The five planets discovered around Kepler-186 are all expected to have a solid surface. The smallest one, Kepler-186b, is only 8% larger than Earth, while the largest one, Kepler-186d, is almost 40% larger.

The four innermost planets are probably tidally locked, but Kepler-186f is farther out, where the star's tidal effects are much weaker, so there may not have been enough time for its spin to slow down that much. Because of the very slow evolution of red dwarf stars, the age of the Kepler-186 system is poorly constrained, although it is likely to be greater than a few billion years. There is a roughly 50-50 chance it is tidally locked. Since it is closer to its star than Earth is to the Sun, it will probably rotate much more slowly than Earth; its day could be weeks or months long (see Tidal effects on rotation rate, axial tilt and orbit).

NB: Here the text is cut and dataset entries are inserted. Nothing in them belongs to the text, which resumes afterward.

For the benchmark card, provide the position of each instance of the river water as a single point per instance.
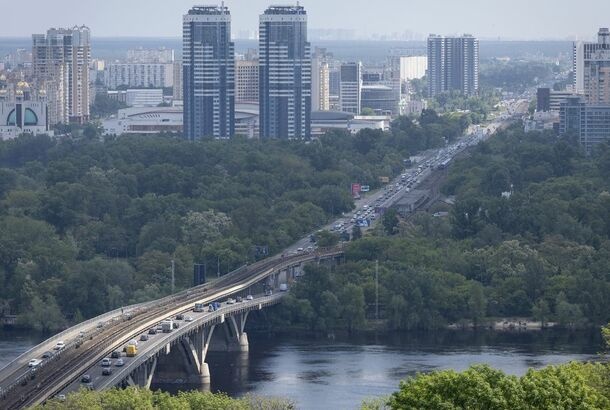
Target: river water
(338, 374)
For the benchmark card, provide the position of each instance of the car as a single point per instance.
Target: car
(34, 363)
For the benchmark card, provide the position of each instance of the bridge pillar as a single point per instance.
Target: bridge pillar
(185, 364)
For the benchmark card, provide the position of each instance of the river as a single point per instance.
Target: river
(338, 374)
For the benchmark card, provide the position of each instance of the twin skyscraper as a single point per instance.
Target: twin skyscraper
(209, 73)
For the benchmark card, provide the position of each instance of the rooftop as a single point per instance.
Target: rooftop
(209, 10)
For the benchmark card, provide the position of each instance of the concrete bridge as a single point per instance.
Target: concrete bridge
(175, 357)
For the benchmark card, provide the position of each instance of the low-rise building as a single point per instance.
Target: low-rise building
(411, 201)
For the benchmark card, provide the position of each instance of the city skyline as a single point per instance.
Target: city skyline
(520, 19)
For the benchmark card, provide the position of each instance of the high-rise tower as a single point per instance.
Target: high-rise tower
(60, 64)
(453, 64)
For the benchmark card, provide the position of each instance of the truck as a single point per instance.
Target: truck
(131, 350)
(167, 326)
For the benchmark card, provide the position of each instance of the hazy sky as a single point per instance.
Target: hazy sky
(508, 19)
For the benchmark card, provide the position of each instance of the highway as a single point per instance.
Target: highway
(98, 337)
(149, 347)
(414, 176)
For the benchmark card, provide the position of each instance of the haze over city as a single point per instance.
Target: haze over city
(397, 19)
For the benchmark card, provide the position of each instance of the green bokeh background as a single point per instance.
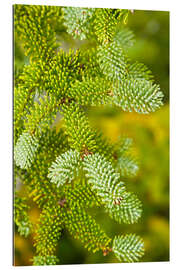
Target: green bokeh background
(151, 145)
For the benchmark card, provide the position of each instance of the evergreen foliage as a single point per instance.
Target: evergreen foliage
(68, 170)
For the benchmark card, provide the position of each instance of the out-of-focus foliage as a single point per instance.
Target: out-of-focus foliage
(151, 139)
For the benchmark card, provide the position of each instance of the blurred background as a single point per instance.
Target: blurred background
(150, 134)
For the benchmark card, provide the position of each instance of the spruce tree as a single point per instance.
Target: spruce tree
(69, 170)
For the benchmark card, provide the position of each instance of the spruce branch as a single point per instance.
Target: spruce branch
(128, 248)
(25, 150)
(65, 168)
(137, 95)
(123, 206)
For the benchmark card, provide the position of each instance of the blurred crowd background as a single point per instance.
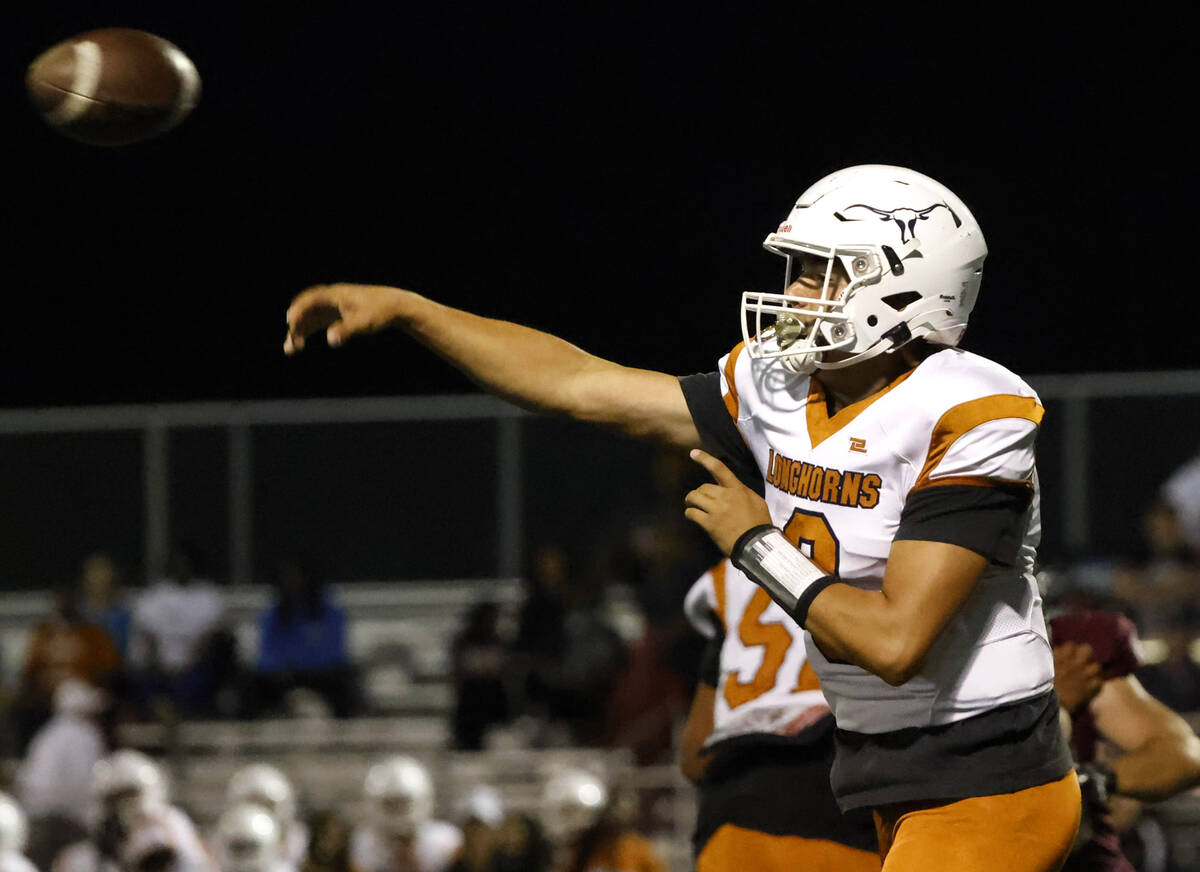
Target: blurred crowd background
(492, 687)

Planetary formation simulations have also shown that there could be one additional non-transiting low-mass planet between Kepler-186e and Kepler-186f. If this planet exists, it is likely not much more massive than Earth. If it were, its gravitational influence would likely prevent Kepler-186f from transiting. Conjectures involving the Titius–Bode law, (and the related Dermott's law) indicate that there could be several remaining planets to be found in the system - two small ones between e and f and another larger one outside of f. That hypothetical outer planet must have an orbital radius beyond 16.4 AU for planetary system to remain stable.

The low metallicity of the star at a metallicity (dex) of -0.26, or to put it another way, about half that of the Sun's, is associated with a decreased chance of planets overall and giant planets specifically but an increased chance of Earth sized planets, in a general study of stars.

Naming

Kepler project
As the Kepler telescope observational campaign progressed initial identifications of systems were entered in the Kepler Input Catalog (KIC), and then progressed as a candidate host of planets as Kepler Object of Interest (KOI). Thus Kepler 186 started as KIC 8120608 and then was identified as KOI 571.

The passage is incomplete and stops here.